Robert Brown's Hudson Street home in Daytona Beach's Midtown neighborhood has repeatedly been flooded, forcing him to live elsewhere while repairs are made. He's pictured in September 2023 standing on South Street, which was under several feet of flood water a year earlier during Hurricane Ian. Brown's flood-damaged house is in the background.
Robert Brown's Hudson Street home in Daytona Beach's Midtown neighborhood has repeatedly been flooded, forcing him to live elsewhere while repairs are made. He's pictured in September 2023 standing on South Street, which was under several feet of flood water a year earlier during Hurricane Ian. Brown's flood-damaged house is in the background.

Another option is the 6.5 acres near Derbyshire Park that the Housing Authority owns. Woodyard envisions 120-125 mixed-income units on the site.

The Housing Authority also owns a 9-acre site on Loomis Avenue that could be used for single-family homes, Murphy said.

Whatever decisions are made about demolishing existing apartments and building new housing, the choices have to add up to the same number of housing units that the Daytona Beach Housing Authority has now, Murphy said.

"The feds are trying to get out of the public housing business," she said. "They want vouchers."

Palmetto Park could become a voucher-based property, she said.

Murphy noted that the Housing Authority will also renovate its headquarters building on Ridgewood Avenue to attract more office rental tenants and raise revenue.

Helping the most vulnerable

Pierre Louis lived in the Palmetto Park apartments throughout his childhood, left to join the Marines, and came back to Midtown in 2000. He lives on Franklin Street now in a house just south of International Speedway Boulevard.

Louis, a former member of the Midtown Redevelopment Board whose nickname is the Mayor of Midtown, is happy to hear about the Housing Authority's plans.

"I think anything that energizes housing and economic development is a good sign," Louis said. "You have to do something to revitalize our area."

He hopes to see new mixed-income housing.

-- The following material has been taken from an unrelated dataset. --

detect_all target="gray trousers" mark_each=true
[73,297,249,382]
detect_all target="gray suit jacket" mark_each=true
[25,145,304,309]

"We've got so many low-income properties in Midtown, and it's working against new development," Louis said. "It's analogue thinking. We need something that will balance us out. We need a luxury apartment building."

Read more: Midtown, Daytona Beach's historic Black neighborhood, struggles to find a better future

Mayor Derrick Henry said HUD officials came to Daytona Beach last month to get the planning process started.

"Knowing what HOPE VI did for Daytona Beach, I was excited," Henry said. "This has the potential to be transformative. We would be helping the housing stock for the most vulnerable."

Kelvin Daniels, chairman of the Housing Authority board, said "there's a lot of excitement" about what the federal grant money could do.

"I think it would change Daytona's perception of housing, and the citizens would be better served with better housing," Daniels said. "I'm fully invested in it. I love my city."